Além disso, os seres humanos não mandam irrestritamente nas suas próprias crenças:
quando uma pessoa está a ver nevoeiro, dificilmente consegue convencer-se que está
a ver um dia de Sol radioso. Só com extremo autoengano conseguimos obrigar-nos a
acreditar no que não temos provas, e não é de prever que isso nos deixe num estado
psicologicamente saudável.
Não se deve confundir a crença de que Deus existe com a esperança de que exista.

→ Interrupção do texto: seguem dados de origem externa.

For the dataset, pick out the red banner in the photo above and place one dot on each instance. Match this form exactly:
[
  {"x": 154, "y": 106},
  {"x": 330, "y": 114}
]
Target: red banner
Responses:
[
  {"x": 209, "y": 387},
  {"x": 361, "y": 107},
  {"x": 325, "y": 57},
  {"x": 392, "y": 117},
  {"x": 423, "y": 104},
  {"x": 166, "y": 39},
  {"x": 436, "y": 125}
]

As condições em que é razoável acreditar que existe uma divindade são diferentes
das condições em que é razoável ter a esperança de que exista. Porém, mesmo no
caso da esperança, é muitíssimo difícil defender adequadamente que não é preciso ter
boas provas. A esperança sem provas é, em alguns casos, um obstáculo a uma vida
humana bem vivida, porque priva a pessoa de procurar a vida melhor que conseguiria
ter, enquanto espera pela vida imaginária que nunca terá.
É muitíssimo duvidoso que Pascal aceitasse esta reformulação, mas tem certamente a
vantagem de resolver as dificuldades anteriores. Contudo, enfrenta uma dificuldade
diferente: é que são precisas provas para sustentar a ideia de que uma vida de crente
é realmente melhor do que a de uma pessoa que não é crente. Muitas pessoas
crentes tiveram vidas maravilhosas e inspiradoras, com actos de grande altruísmo,
criando valor e beleza; mas muitas outras têm vidas mesquinhas e desinteressantes,
ou até positivamente repugnantes. E o mesmo acontece com a vida de muitos
descrentes: alguns são escritores e músicos maravilhosos, generosos e altruístas,
dando importantes contribuições para um mundo melhor, e outros têm vidas
mesquinhas e desinteressantes.
Sem provas adequadas, não se sabe se uma vida de crente é realmente melhor do
que a de uma pessoa que não é crente, desde que tudo o resto seja igual. E, por isso,
a aposta reformulada de Pascal não oferece uma maneira de escolher
apropriadamente ser crente na ausência de provas. É verdade que não precisamos de
provas de que Deus existe; mas precisamos de provas de que a nossa vida será
melhor se formos crentes do que se não o formos.